Qui sont les acteurs et quelles sont les réactions à l’échelle mondiale

Outre l’Iran et Israël, plusieurs acteurs entrent en jeu : le Hezbollah et les Corps des Gardiens de la Révolution Islamique (IRGC) figurent parmi les parties impliquées. La montée des tensions a suscité des réactions internationales.

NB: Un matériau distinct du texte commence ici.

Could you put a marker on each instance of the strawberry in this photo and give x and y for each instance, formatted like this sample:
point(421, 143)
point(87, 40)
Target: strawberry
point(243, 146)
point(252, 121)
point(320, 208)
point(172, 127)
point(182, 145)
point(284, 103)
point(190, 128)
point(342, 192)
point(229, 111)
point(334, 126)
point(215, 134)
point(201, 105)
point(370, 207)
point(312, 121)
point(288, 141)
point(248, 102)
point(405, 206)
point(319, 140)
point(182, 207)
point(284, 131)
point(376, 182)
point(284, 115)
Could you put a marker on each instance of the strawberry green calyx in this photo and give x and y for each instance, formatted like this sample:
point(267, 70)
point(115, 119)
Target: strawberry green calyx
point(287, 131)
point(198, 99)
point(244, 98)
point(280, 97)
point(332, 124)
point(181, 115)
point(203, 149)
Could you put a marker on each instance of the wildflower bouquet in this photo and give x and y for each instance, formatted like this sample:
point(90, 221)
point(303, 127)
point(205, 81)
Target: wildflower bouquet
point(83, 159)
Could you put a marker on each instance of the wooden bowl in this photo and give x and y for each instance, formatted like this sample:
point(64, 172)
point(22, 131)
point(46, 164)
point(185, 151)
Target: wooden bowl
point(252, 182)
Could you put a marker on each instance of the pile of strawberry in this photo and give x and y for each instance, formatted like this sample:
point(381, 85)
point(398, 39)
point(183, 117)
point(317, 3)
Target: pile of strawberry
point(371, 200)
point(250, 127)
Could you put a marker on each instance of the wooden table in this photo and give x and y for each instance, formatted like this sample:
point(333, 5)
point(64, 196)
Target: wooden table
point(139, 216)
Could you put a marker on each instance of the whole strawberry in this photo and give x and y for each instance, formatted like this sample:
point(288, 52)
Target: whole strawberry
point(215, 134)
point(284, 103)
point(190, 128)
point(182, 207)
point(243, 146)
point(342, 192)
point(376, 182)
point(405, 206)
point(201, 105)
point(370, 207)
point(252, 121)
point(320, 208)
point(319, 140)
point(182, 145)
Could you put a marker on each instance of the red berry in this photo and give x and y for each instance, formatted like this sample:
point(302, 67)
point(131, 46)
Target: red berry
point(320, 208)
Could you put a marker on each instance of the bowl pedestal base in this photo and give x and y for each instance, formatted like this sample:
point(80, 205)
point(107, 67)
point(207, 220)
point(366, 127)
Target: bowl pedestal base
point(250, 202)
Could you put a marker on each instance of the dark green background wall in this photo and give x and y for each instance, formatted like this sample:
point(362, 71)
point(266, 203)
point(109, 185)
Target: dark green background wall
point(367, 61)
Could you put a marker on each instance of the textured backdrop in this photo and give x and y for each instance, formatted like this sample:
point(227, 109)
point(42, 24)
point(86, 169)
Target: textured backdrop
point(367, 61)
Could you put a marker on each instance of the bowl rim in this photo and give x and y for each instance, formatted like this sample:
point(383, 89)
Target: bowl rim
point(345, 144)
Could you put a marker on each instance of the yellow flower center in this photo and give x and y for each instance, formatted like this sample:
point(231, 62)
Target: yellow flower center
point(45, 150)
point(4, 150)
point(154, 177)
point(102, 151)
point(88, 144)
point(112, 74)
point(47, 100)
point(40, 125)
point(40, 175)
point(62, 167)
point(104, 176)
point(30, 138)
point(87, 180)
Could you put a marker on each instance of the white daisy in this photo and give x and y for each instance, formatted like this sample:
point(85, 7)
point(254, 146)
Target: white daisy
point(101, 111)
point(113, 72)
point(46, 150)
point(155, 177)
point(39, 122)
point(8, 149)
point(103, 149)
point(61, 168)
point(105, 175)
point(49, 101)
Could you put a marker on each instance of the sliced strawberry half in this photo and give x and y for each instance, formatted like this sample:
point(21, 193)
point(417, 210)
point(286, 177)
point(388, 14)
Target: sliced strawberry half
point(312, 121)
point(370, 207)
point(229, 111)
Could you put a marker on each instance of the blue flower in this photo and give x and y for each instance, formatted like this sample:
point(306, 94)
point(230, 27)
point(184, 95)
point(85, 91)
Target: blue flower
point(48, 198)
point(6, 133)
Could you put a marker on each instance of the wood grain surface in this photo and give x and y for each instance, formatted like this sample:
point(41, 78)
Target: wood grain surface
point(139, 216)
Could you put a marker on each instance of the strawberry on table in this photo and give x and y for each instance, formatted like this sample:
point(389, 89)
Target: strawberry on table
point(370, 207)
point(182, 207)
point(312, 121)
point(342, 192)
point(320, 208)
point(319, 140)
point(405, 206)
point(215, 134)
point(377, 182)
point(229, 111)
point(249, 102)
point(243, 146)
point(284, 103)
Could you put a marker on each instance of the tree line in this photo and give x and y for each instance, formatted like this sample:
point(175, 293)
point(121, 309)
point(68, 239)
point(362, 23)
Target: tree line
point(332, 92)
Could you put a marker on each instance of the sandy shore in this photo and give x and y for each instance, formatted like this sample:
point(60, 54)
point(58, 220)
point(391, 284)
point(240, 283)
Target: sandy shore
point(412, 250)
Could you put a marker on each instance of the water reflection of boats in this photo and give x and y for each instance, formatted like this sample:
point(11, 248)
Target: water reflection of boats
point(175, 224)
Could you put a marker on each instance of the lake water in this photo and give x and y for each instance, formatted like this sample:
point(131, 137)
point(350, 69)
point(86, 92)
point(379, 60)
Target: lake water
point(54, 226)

Le Royaume-Uni et le Canada ont fait part de leur inquiétude et appelé à une désescalade, tandis que le Qatar a lancé des discussions diplomatiques pour tenter d’apaiser la situation.

Donald Trump, ancien président des États-Unis, et Sheikh Mohammad bin Abdulrahman Al Thani, ministre des Affaires étrangères du Qatar, ont aussi entamé des pourparlers pour freiner cette décision cruciale montée des tensions. L’ambassade des États-Unis à Jérusalem a pris des mesures de précaution en fermant certaines sections consulaires, renforçant la mise en alerte de son personnel.

Conséquences économiques et sociales

Les répercussions de cette escalade dépassent largement les frontières iraniennes et israéliennes, provoquant des tensions internationales. Sur le plan financier, les marchés ont réagi brutalement :

  • la chute des actions sud-coréennes de 8,3 %,
  • et du Nikkei de 3,9 %,

contraste avec la légère hausse du S&P 500. Les cours du pétrole ont également bougé, le Brent à 89,08 €/baril et le WTI à 84,91 €/baril. Les prix des carburants ont augmenté, l’essence atteignant 1,02 €/L et le diesel 1,31 €/L.

Sur le plan social et sécuritaire, les conséquences sont notables. En Israël, la fermeture des écoles et des points de passage tels que Rafah et Kerem Shalom montre la gravité de la situation. En Iran, la Croix-Rouge a déclaré le niveau d’alerte maximal, tandis que les espaces aériens en Irak et en Syrie sont temporairement fermés. Les Houthis ont annoncé un blocus naval contre Israël et revendiquent des attaques sur des navires dans la mer Rouge.